Does anybody know of a training company who could deliver training in how to read Audited Accounts in relation to Underwriting


----------



## dicey_reilly (19 Sep 2006)

*Re: How to read Audited Accounts????*

Hi JohnBob

You could try the Irish Institute of Credit Management who run various training courses in Credit Management and I'm sure would cover this topic.
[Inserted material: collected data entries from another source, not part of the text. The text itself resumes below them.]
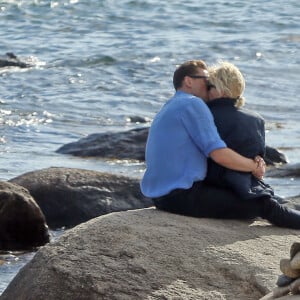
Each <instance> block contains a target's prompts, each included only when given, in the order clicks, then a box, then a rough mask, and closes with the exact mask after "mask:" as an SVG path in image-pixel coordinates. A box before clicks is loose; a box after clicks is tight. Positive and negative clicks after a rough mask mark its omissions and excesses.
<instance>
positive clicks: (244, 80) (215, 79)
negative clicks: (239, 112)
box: [208, 61, 246, 108]
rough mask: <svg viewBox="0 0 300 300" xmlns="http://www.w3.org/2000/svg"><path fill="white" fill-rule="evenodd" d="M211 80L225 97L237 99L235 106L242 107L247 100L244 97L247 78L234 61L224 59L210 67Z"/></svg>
mask: <svg viewBox="0 0 300 300" xmlns="http://www.w3.org/2000/svg"><path fill="white" fill-rule="evenodd" d="M208 71H209V81H210V83H211V84H213V85H214V86H215V87H216V89H217V91H218V92H219V93H221V94H224V96H225V97H229V98H233V99H236V102H235V106H236V107H237V108H239V107H242V106H243V105H244V104H245V102H246V100H245V98H244V97H243V93H244V90H245V85H246V83H245V79H244V76H243V74H242V73H241V72H240V70H239V69H238V68H237V67H236V66H235V65H234V64H232V63H229V62H226V61H223V62H219V63H218V65H214V66H212V67H209V68H208Z"/></svg>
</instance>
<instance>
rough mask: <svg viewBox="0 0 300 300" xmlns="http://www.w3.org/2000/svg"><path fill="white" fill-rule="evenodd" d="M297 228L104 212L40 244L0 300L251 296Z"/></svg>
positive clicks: (251, 298) (189, 218)
mask: <svg viewBox="0 0 300 300" xmlns="http://www.w3.org/2000/svg"><path fill="white" fill-rule="evenodd" d="M299 233H300V232H299V231H297V230H289V229H283V228H278V227H274V226H271V225H269V224H268V223H265V222H263V221H256V222H254V223H252V222H250V221H249V222H248V221H233V220H216V219H198V218H191V217H185V216H180V215H175V214H169V213H165V212H161V211H158V210H156V209H154V208H149V209H141V210H132V211H126V212H118V213H112V214H108V215H105V216H101V217H98V218H95V219H93V220H90V221H89V222H86V223H83V224H81V225H79V226H77V227H75V228H73V229H70V230H68V231H67V232H65V234H64V235H63V236H61V237H60V238H59V239H58V240H57V241H56V242H53V243H51V244H48V245H47V246H45V247H42V248H41V249H40V250H39V251H38V252H37V253H36V255H35V257H34V258H33V260H32V261H30V262H29V263H28V264H27V265H26V266H25V267H24V268H22V269H21V271H20V272H19V273H18V274H17V276H16V277H15V278H14V279H13V281H12V282H11V283H10V284H9V286H8V287H7V289H6V290H5V291H4V293H3V294H2V296H1V297H0V299H1V300H11V299H14V300H23V299H24V300H25V299H36V300H42V299H47V300H57V299H60V300H65V299H66V300H69V299H80V300H93V299H95V300H96V299H97V300H99V299H107V300H135V299H136V300H140V299H147V300H154V299H155V300H159V299H160V300H163V299H164V300H171V299H172V300H175V299H178V300H179V299H189V300H196V299H197V300H201V299H213V300H216V299H220V300H221V299H228V300H229V299H230V300H250V299H253V300H254V299H255V300H257V299H259V298H260V297H262V296H264V295H265V294H267V293H268V292H270V291H271V290H272V289H273V288H274V287H275V283H276V280H277V276H278V275H279V274H280V271H279V261H280V259H281V258H282V257H286V256H287V257H289V249H290V246H291V244H292V243H293V242H295V241H299Z"/></svg>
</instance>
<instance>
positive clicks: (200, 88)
mask: <svg viewBox="0 0 300 300" xmlns="http://www.w3.org/2000/svg"><path fill="white" fill-rule="evenodd" d="M208 77H209V76H208V71H207V66H206V64H205V63H204V62H203V61H201V60H197V61H196V60H193V61H187V62H185V63H183V64H182V65H181V66H179V68H177V69H176V71H175V72H174V76H173V84H174V88H175V90H176V93H175V95H174V96H173V97H172V98H171V99H170V100H169V101H167V102H166V104H165V105H164V106H163V107H162V109H161V110H160V112H159V113H158V114H157V115H156V117H155V118H154V120H153V122H152V125H151V127H150V130H149V136H148V140H147V145H146V167H147V168H146V171H145V174H144V176H143V179H142V181H141V191H142V193H143V194H144V195H145V196H147V197H150V198H152V199H153V201H154V203H155V205H156V207H157V208H159V209H163V210H167V211H170V212H174V213H179V214H185V215H191V216H198V217H221V215H222V214H221V213H222V211H223V210H224V207H220V208H216V209H215V208H214V207H213V206H214V204H213V202H212V201H211V200H212V199H211V198H212V197H214V199H216V200H217V201H222V203H225V205H226V198H228V199H233V201H236V200H238V199H237V196H236V195H234V193H233V192H231V191H230V190H225V189H221V188H217V187H213V186H207V185H205V184H204V183H203V179H204V178H205V176H206V171H207V158H208V157H210V158H212V159H213V160H214V161H215V162H216V163H218V164H220V165H222V166H224V167H226V168H229V169H233V170H237V171H243V172H252V173H253V175H255V176H256V177H258V178H262V176H263V174H264V172H265V164H264V161H263V159H262V158H260V157H257V158H256V159H254V160H252V159H249V158H245V157H243V156H241V155H239V154H238V153H236V152H234V151H233V150H231V149H229V148H227V147H226V144H225V143H224V141H223V140H222V139H221V138H220V136H219V134H218V132H217V129H216V126H215V124H214V120H213V117H212V114H211V112H210V111H209V109H208V107H207V105H206V104H205V103H204V101H203V100H207V98H208V92H207V83H208ZM245 214H247V213H246V212H245ZM250 217H251V216H250Z"/></svg>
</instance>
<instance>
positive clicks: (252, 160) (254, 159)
mask: <svg viewBox="0 0 300 300" xmlns="http://www.w3.org/2000/svg"><path fill="white" fill-rule="evenodd" d="M209 156H210V157H211V158H212V159H213V160H214V161H215V162H216V163H217V164H219V165H221V166H223V167H225V168H228V169H232V170H235V171H242V172H251V173H252V174H253V175H254V176H255V177H257V178H258V179H262V178H263V176H264V174H265V171H266V169H265V163H264V160H263V159H262V158H261V157H259V156H258V157H255V158H254V159H253V160H252V159H250V158H246V157H244V156H242V155H240V154H238V153H237V152H235V151H233V150H231V149H229V148H221V149H217V150H214V151H212V152H211V153H210V154H209Z"/></svg>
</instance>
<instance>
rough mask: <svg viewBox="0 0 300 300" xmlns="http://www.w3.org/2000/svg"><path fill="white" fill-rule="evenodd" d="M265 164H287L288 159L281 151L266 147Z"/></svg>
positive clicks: (275, 149)
mask: <svg viewBox="0 0 300 300" xmlns="http://www.w3.org/2000/svg"><path fill="white" fill-rule="evenodd" d="M265 162H266V164H267V165H274V164H275V163H283V164H286V163H287V162H288V159H287V157H286V156H285V154H284V153H282V152H280V151H279V150H277V149H275V148H272V147H269V146H266V155H265Z"/></svg>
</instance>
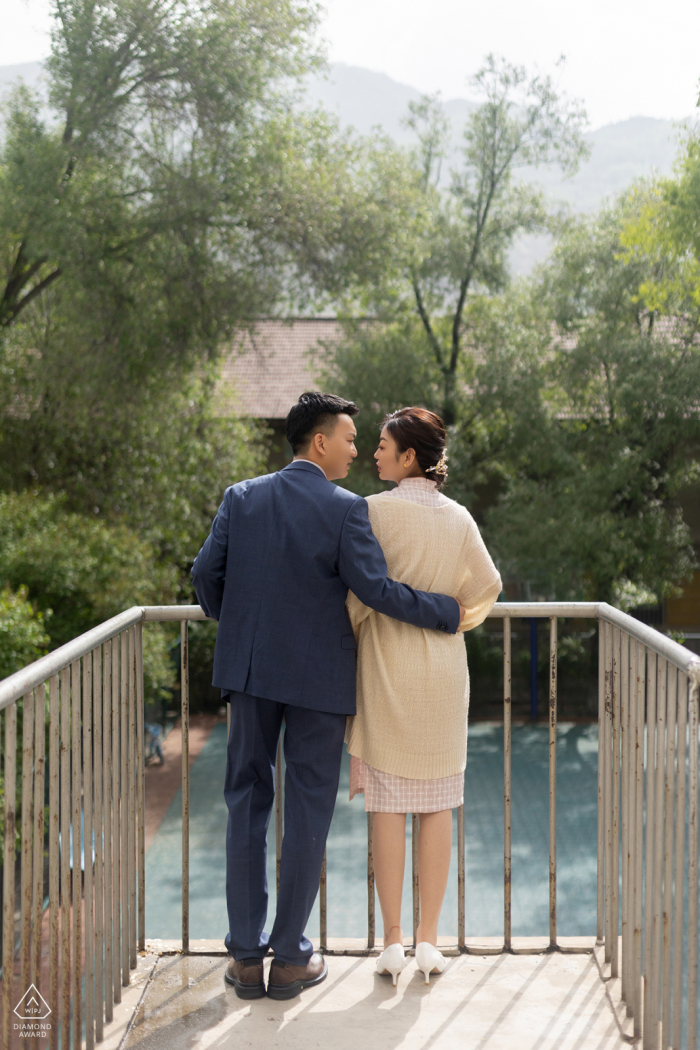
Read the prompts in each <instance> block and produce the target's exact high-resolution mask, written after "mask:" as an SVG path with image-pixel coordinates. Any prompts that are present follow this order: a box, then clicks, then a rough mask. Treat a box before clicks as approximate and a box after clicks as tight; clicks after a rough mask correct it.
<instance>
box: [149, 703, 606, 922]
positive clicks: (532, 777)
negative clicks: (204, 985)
mask: <svg viewBox="0 0 700 1050" xmlns="http://www.w3.org/2000/svg"><path fill="white" fill-rule="evenodd" d="M226 741H227V736H226V726H225V724H224V723H221V724H219V726H217V727H216V728H215V729H214V731H213V732H212V734H211V736H210V737H209V739H208V741H207V743H206V745H205V748H204V749H203V751H201V753H200V755H199V757H198V758H197V760H196V762H195V763H194V765H193V766H192V772H191V778H190V784H191V786H190V803H191V804H190V813H191V817H190V937H191V938H194V939H196V938H221V940H222V939H224V936H225V933H226V930H227V928H228V921H227V912H226V856H225V835H226V822H227V810H226V803H225V801H224V794H222V790H224V789H222V785H224V772H225V766H226ZM348 775H349V761H348V758H347V756H346V755H345V756H344V757H343V765H342V772H341V778H340V789H339V793H338V802H337V805H336V812H335V816H334V820H333V825H332V828H331V835H330V838H328V846H327V870H328V877H327V899H328V927H327V928H328V937H364V936H366V928H367V927H366V916H367V891H366V841H367V838H366V835H367V833H366V816H365V813H364V807H363V802H362V799H361V798H360V797H357V798H356V799H355V800H354V801H353V802H348V801H347V787H348ZM596 815H597V726H594V724H593V726H574V724H570V723H566V722H565V723H563V724H560V726H559V728H558V734H557V842H556V845H557V913H558V932H559V933H560V934H561V936H593V934H595V895H596ZM548 819H549V818H548V729H547V727H546V726H523V727H516V728H514V729H513V737H512V906H513V910H512V921H513V934H514V936H522V937H528V936H546V934H547V933H548V931H549V906H548V864H549V832H548V826H549V825H548ZM454 821H455V831H454V842H455V843H457V814H455V817H454ZM181 828H182V795H181V793H178V794H177V795H176V796H175V798H174V799H173V801H172V804H171V805H170V808H169V810H168V813H167V815H166V817H165V819H164V821H163V823H162V825H161V827H160V829H158V832H157V835H156V836H155V838H154V840H153V842H152V844H151V847H150V848H149V850H148V854H147V856H146V936H147V937H149V938H179V937H181V932H182V911H181V900H182V853H181ZM406 831H407V837H406V844H407V853H406V856H407V865H406V880H405V883H404V913H403V922H404V928H405V929H406V930H410V926H411V901H410V820H408V821H407V828H406ZM465 836H466V932H467V937H497V936H500V934H502V933H503V729H502V728H501V727H495V726H491V724H485V723H479V722H478V723H475V724H473V726H471V727H470V728H469V747H468V761H467V770H466V774H465ZM268 877H269V884H270V920H271V919H272V917H273V916H274V906H275V832H274V816H273V819H272V821H271V827H270V836H269V857H268ZM377 916H378V933H381V922H380V921H379V904H377ZM270 925H271V921H269V923H268V928H270ZM307 932H309V934H310V936H311V937H315V936H318V902H317V904H316V907H315V909H314V912H313V915H312V918H311V922H310V926H309V929H307ZM441 932H444V933H446V934H454V933H455V932H457V857H455V856H454V853H453V857H452V871H451V873H450V880H449V885H448V890H447V895H446V899H445V904H444V906H443V912H442V920H441Z"/></svg>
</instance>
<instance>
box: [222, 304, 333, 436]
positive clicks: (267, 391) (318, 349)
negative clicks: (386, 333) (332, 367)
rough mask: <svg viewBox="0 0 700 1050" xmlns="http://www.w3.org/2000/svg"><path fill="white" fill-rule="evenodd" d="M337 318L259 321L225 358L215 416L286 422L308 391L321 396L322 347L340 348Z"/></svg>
mask: <svg viewBox="0 0 700 1050" xmlns="http://www.w3.org/2000/svg"><path fill="white" fill-rule="evenodd" d="M340 335H341V325H340V322H339V321H337V320H336V319H335V318H334V317H331V318H326V317H313V318H307V317H304V318H294V319H292V320H285V319H277V318H274V319H273V318H271V319H268V320H261V321H256V322H255V324H254V325H252V327H251V329H250V330H247V331H245V332H242V333H241V335H240V337H239V338H238V339H237V340H236V341H235V342H234V343H233V344H232V345H231V348H230V350H229V351H228V352H227V353H226V356H225V359H224V366H222V370H221V376H220V379H219V381H218V383H217V386H216V395H215V404H216V412H217V415H220V416H230V415H234V414H236V415H242V416H253V417H255V418H257V419H285V418H287V414H288V413H289V411H290V408H291V407H292V405H293V404H294V402H295V401H297V400H298V398H299V395H300V394H303V392H304V391H306V390H317V388H318V385H319V379H318V373H319V371H320V369H321V365H322V357H323V346H322V345H321V343H324V342H325V343H334V342H337V341H338V339H339V338H340Z"/></svg>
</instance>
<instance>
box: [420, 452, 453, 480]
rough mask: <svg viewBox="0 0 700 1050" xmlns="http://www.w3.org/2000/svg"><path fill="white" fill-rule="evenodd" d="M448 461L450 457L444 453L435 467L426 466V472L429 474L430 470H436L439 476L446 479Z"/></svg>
mask: <svg viewBox="0 0 700 1050" xmlns="http://www.w3.org/2000/svg"><path fill="white" fill-rule="evenodd" d="M448 459H449V456H448V455H447V453H445V451H444V453H443V454H442V456H441V457H440V459H439V460H438V462H437V463H436V465H434V466H426V468H425V472H426V474H428V472H429V471H430V470H434V472H436V474H439V475H440V476H441V477H442V478H446V477H447V460H448Z"/></svg>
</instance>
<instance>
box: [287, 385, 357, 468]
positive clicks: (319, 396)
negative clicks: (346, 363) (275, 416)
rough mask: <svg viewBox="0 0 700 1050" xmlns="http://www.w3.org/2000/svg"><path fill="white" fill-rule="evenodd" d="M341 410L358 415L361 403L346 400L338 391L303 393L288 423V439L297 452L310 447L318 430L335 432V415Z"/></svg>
mask: <svg viewBox="0 0 700 1050" xmlns="http://www.w3.org/2000/svg"><path fill="white" fill-rule="evenodd" d="M341 413H344V414H345V415H346V416H355V415H357V413H358V407H357V405H356V404H355V402H354V401H345V399H344V398H342V397H336V395H335V394H321V393H320V392H319V391H306V393H305V394H302V395H301V397H300V398H299V400H298V401H297V403H296V404H294V405H292V407H291V408H290V414H289V416H288V417H287V422H285V423H284V432H285V434H287V440H288V441H289V443H290V444H291V445H292V451H293V453H294V455H295V456H296V455H297V453H300V451H303V450H304V449H305V448H307V447H309V445H310V444H311V441H312V438H313V437H314V435H315V434H319V433H322V434H331V433H332V432H333V429H334V427H335V425H336V418H335V417H336V416H339V415H340V414H341Z"/></svg>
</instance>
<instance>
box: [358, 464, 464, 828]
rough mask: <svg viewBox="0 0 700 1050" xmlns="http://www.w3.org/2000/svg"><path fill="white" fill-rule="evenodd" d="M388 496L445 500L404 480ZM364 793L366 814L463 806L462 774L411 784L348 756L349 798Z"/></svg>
mask: <svg viewBox="0 0 700 1050" xmlns="http://www.w3.org/2000/svg"><path fill="white" fill-rule="evenodd" d="M390 495H391V496H394V497H396V498H397V499H399V500H409V501H410V502H411V503H421V504H423V506H426V507H440V506H442V505H443V504H445V503H447V497H445V496H442V493H441V492H439V491H438V486H437V483H436V482H434V481H429V480H428V479H427V478H405V479H404V480H403V481H402V482H401V483H400V485H399V486H398V487H397V488H395V489H393V490H391V492H390ZM360 792H364V808H365V812H366V813H439V812H440V811H441V810H454V808H457V806H459V805H462V803H463V802H464V774H463V773H455V774H454V775H453V776H451V777H440V778H438V779H437V780H411V779H409V778H407V777H398V776H396V775H395V774H394V773H383V772H382V771H381V770H375V769H374V768H373V766H372V765H367V763H366V762H363V761H362V759H361V758H357V757H356V756H355V755H351V783H349V797H351V799H352V798H354V797H355V796H356V795H357V794H358V793H360Z"/></svg>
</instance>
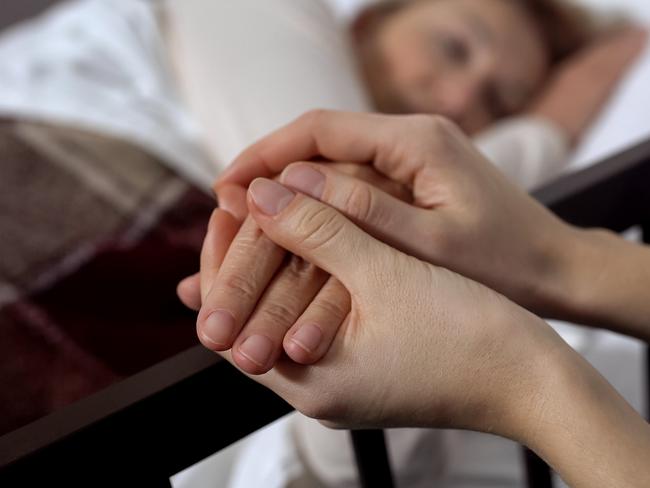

(Disclosure - I am a member of this institute)

*​*​​​​ 
*
IRISH INSTITUTE OF CREDIT MANAGEMENT
*121 Lower Baggot Street, Dublin 2. Tel: 659 9466   Fax: 659 9401  E-Mail: info@iicm.ie

Cheers
Dicey


----------



## Caroline123 (2 Dec 2006)

*Re: How to read Audited Accounts????*

The *Institute of Bankers* have various courses - one of them being "_Credit and lending_". This is mainly focused on loans etc. but there is a section that gives a brief run-down on assessing audited accounts for underwriting purposes. Only thing is, the course would cost a about €1000 and you'd have to become a member too - membership fee would be approx €72.

Would be worth your while doing it though to get the qualification behind you. Plus, if you're employed in that field your employer may offer to refund you the money paid for the course!! 

Check out the website:  where you can request a prospectus to find out more!!

Hope this helps


----------